İçimden gitmekte olduğumuz yerin bu kadar eziyete değip değmeyeceğini düşünürken gördüğümüz manzara karşısında ne diyeceğimi bilemedim. Yolun o eziyetinin ardından çiftliğe ulaştığımızda kuş sesleriyle, rüzgarın etkisiyle sallanan ağaç dallarının çıkardığı sesten başka ses yoktu biz gelene dek. Biz geldik bizimkiler de eklendi…
 
Tanışma faslıyla çiftliğin hanımağası Pınar Kangal’ın özel bir şirkette Bilgi Teknolojileri yöneticisi olarak çalıştığını öğreniyoruz.

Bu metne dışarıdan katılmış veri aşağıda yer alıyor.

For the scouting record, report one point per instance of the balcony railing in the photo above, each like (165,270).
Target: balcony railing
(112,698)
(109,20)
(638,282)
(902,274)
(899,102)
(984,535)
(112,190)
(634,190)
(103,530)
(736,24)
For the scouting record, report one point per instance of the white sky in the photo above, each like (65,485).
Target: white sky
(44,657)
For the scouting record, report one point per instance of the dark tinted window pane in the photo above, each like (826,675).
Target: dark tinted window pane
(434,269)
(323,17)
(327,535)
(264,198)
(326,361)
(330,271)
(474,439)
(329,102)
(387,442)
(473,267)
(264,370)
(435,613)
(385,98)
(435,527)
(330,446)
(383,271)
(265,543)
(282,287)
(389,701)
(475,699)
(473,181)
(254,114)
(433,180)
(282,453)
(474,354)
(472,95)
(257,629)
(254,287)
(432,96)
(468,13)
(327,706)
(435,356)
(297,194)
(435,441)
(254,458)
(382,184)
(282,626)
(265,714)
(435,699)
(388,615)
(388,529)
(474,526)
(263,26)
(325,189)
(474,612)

ODTÜ İstatistik Bölümü mezunu olan Pınar Hanım aynı zamanda Yerel Tohum Derneği Seferihisar Şubesi Başkan Yardımcısı. Çiftliğin Ağası Levent Kangal ise Hava Harp Okulu mezunu, emekli eğitimci F16 pilotu, bilgisayar  sektöründe verdiği bir süre hizmetin ardından halen bir matbaada İhracat yöneticiliği yapıyor…

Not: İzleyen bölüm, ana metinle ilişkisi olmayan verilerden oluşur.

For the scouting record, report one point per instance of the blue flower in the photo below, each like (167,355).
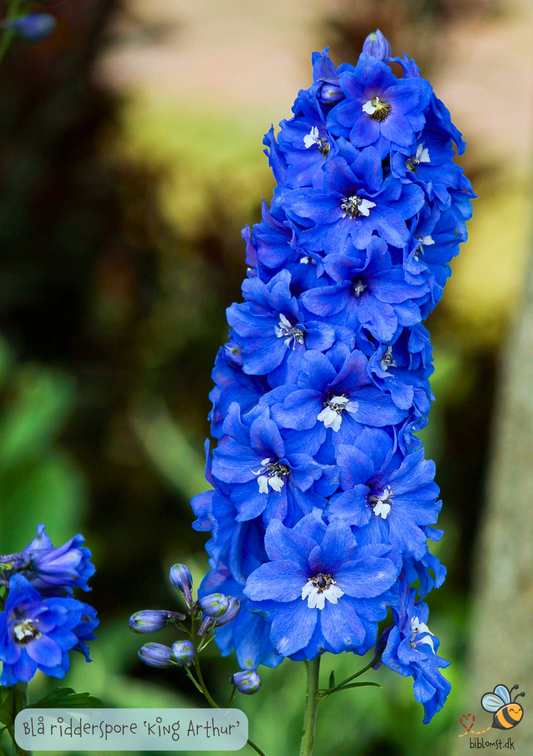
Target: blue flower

Kangal çiftinin hayallerini hayata geçirdikleri çiftik  Seferihisar Beyler Köyü’nden 7 km uzakta ve 630 mt rakımda.  Arazi Pınar Hanım’ın hayalinde düşlediği organik çiftliğin yolu da kendisi gibi organikti. Ulaşım sadece bu orman yolundan yapılabiliyordu.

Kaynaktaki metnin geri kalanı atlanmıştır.